Here is the revised code with proper `try-except` blocks and data validation.

```python
import math
from openai import OpenAI
from openai import OpenAI
import time

def calculate_perplexity(log_probability):
    """
    Calculate perplexity from a log probability value.
    
    Args:
        log_probability (float): The log probability value
        
    Returns:
        float: The calculated perplexity
    """
    if not isinstance(log_probability, (int, float)):
        raise TypeError("Log probability must be a number")
    
    return math.exp(-log_probability)

# Initialize the OpenAI client
client = OpenAI()

# List of sentences to analyze
sentences = [
    "Cats sleep on the windowsill.",
    "Cats windowsill the on sleep.",
    "The weather is nice today.",
    "Today nice the weather is."
]

# Process each sentence
for sentence in sentences:
    print(f"Processing: \"{sentence}\"")
    
    # Use a single try-except block to handle all potential errors for the sentence
    try:
        # Try-except block for the API call to handle network issues, rate limits, etc.
        try:
            response = client.chat.completions.create(
                model="gpt-3.5-turbo",
                messages=[{"role": "user", "content": sentence}],
                max_tokens=1,
                logprobs=True,
                top_logprobs=5
            )
        except Exception as api_error:
            print(f"ERROR: API call failed for sentence. Details: {api_error}")
            # Skip to the next sentence
            print("-" * 50 + "\n")
            continue
            
        # Try-except block for safely extracting the log probability
        try:
            # Check if the response contains the expected data
            if (response.choices and 
                response.choices[0].logprobs and 
                response.choices[0].logprobs.content and 
                response.choices[0].logprobs.content[0].logprob is not None):
                
                logprob = response.choices[0].logprobs.content[0].logprob
                
                # Calculate perplexity
                perplexity = calculate_perplexity(logprob)
                
                # Print the results
                print(f"Log probability: {logprob:.4f}")
                print(f"Perplexity: {perplexity:.2f}")
            else:
                print("ERROR: Incomplete or missing log probability data in the API response.")
                
        except (AttributeError, IndexError, TypeError) as data_error:
            print(f"ERROR: Failed to parse API response. Details: {data_error}")

    except Exception as overall_error:
        print(f"An unexpected error occurred: {overall_error}")
    
    print("-" * 50 + "\n")
```

-----

### Key Improvements

  - **Nested `try-except` Blocks**: The code now uses a main `try-except` block to ensure that the program never crashes.
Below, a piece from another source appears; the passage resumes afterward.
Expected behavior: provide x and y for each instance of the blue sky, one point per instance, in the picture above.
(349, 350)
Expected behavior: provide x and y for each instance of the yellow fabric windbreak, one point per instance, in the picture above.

Inside this, there are two separate `try-except` blocks: one for the API call and another for parsing the response. This helps you pinpoint the exact cause of the failure.
  - **Specific Error Messages**: The `except` blocks now provide more descriptive error messages, differentiating between an API failure and a data parsing error. This is crucial for diagnosing problems.
  - **Robust Data Validation**: The `if` statement checks for the existence of `response.choices`, `logprobs`, and `logprobs.content` before attempting to access them. This prevents `AttributeError` and `IndexError` when the API returns an unexpected or empty response.
  - **Graceful Handling**: The `continue` statement within the API error handling block ensures that if one sentence fails, the program simply moves on to the next one instead of halting completely. This is essential for processing large datasets.